Morphological study of bone cranial in athymic mice / Estudio morfológico de hueso craneal en ratones atímicos

The aim of our research was to create an osteogenic unit in the skulls of athymic mice; however, the first challenge we faced was to find sufficient and adequate data that would allow us to determine the morphological, immunohistochemical and microtopographical characteristics that could be used as normality standards in athymic mice skulls and, hence, a reference in the event of achieving the formation of de novo bone using the osteogenic unit we proposed. Knowing the normal bone morphology in the skull of athymic mice was a necessary precondition to develop subsequently an osteogenic unit possessing the Osteogenesis, Osteoinduction and Osteoconductivity that could be compared versus those in the normal bone during its formations and remodeling processes. Therefore, we conducted a pilot study to determine bone morphological characteristics in the skull of athymic mice by means of specific histological staining: hematoxylin-eosin and Von Kossa, for osteoid tissue and mineralized bone, and Masson Tri-chrome for ossified areas. We also use immunohistochemistry to detect bone formation markers: alkaline phosphatase resulting from osteoblastic activity stimulation, type 1 collagen a bonematrix structural protein; Osteopontine, a protein specifically synthesized by osteoblasts that favors cell proliferation and remodeling in bone defects; Osteocalcine, a peptide hormone produced by osteoblasts during bone formation; and, Runx 2, a transcription factor expressed by stem cells which stimulates bone differentiation. Likewise, we used electron microscopy on the newly formed tissue to determine the presence of organic deposits, such as calcium, phosphate and magnesium in bone tissue.

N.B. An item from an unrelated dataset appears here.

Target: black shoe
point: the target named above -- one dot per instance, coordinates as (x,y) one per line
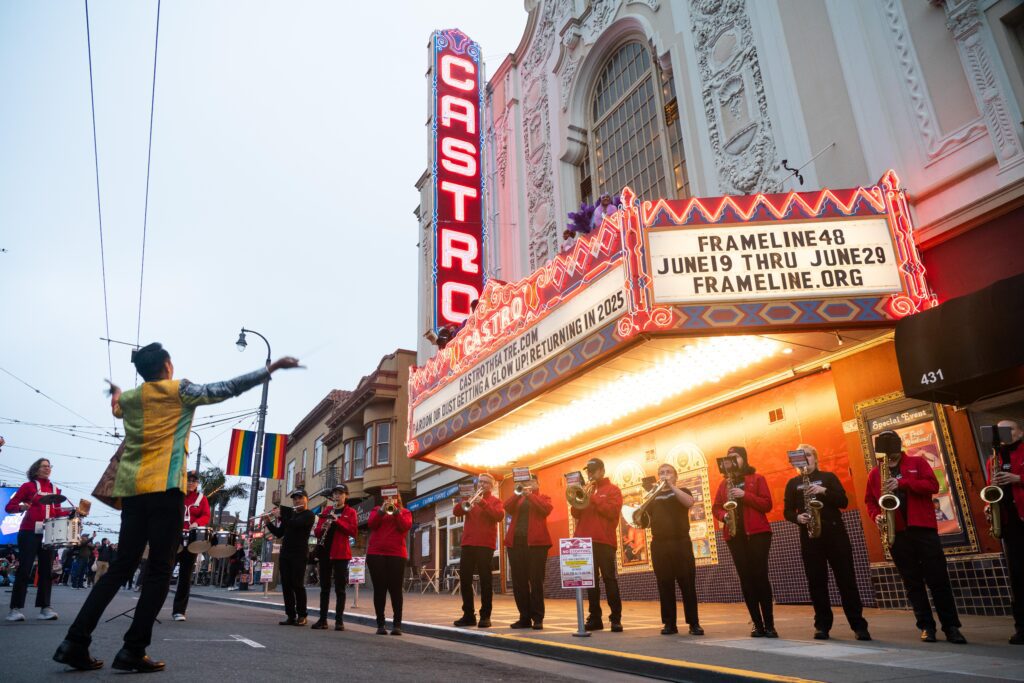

Propusimos la realización de una unidad osteogénica a desarrollar en cráneo de ratones atímicos, Sin embargo, nos enfrentamos al reto de encontrar datos que nos determinaran cuales eran las características morfológicas, inmunohistoquímicas y micro-topográficas del cráneo de estos ratones atímicos, que nos sirvieran como referencia de normalidad y tener un punto de comparación, en caso de que pudiéramos lograr la formación de hueso de novo, a partir de la unidad osteogénica que propusimos. El objetivo, de conocer la morfología del hueso normal de cráneo de ratones atímicos, fue desarrollar posteriormente una unidad osteogénica que reuniera las características de Osteogénesis, Osteoinducción y Osteoconducción, y, compararlas contra las que tiene dicho hueso normal durante su proceso de formación y remodelación. Así, realizamos un estudio piloto donde establecimos características morfológicas de hueso del cráneo de ratones atímicos, a través de tinciones histológicas específicas, con hematoxilina-eosina y von Kossa para buscar tejido osteoide y hueso mineralizado y Tricrómico de Massón para observar zonas osificadas. Además, analizamos el tejido óseo a través de inmunohistoquímica, con la finalidad de buscar marcadores de formación ósea como fosfatasa alcalina que es resultado del estímulo de la actividad osteoblástica; colágena 1, la cual es una proteína estructural de la matriz ósea; osteopontina, proteína sintetizada específicamente por osteoblastos que favorece la proliferación celular y la remodelación en defectos óseos; osteocalcina hormona peptídica producida por los osteoblastos durante la formación ósea y Runx 2 Factor de transcripción expresado por las células progenitoras que estimula la diferenciación ósea. Además, sometimos el tejido óseo a microscopía electrónica para determinar la presencia de depósitos de compuestos como calcio, fósforo y magnesio.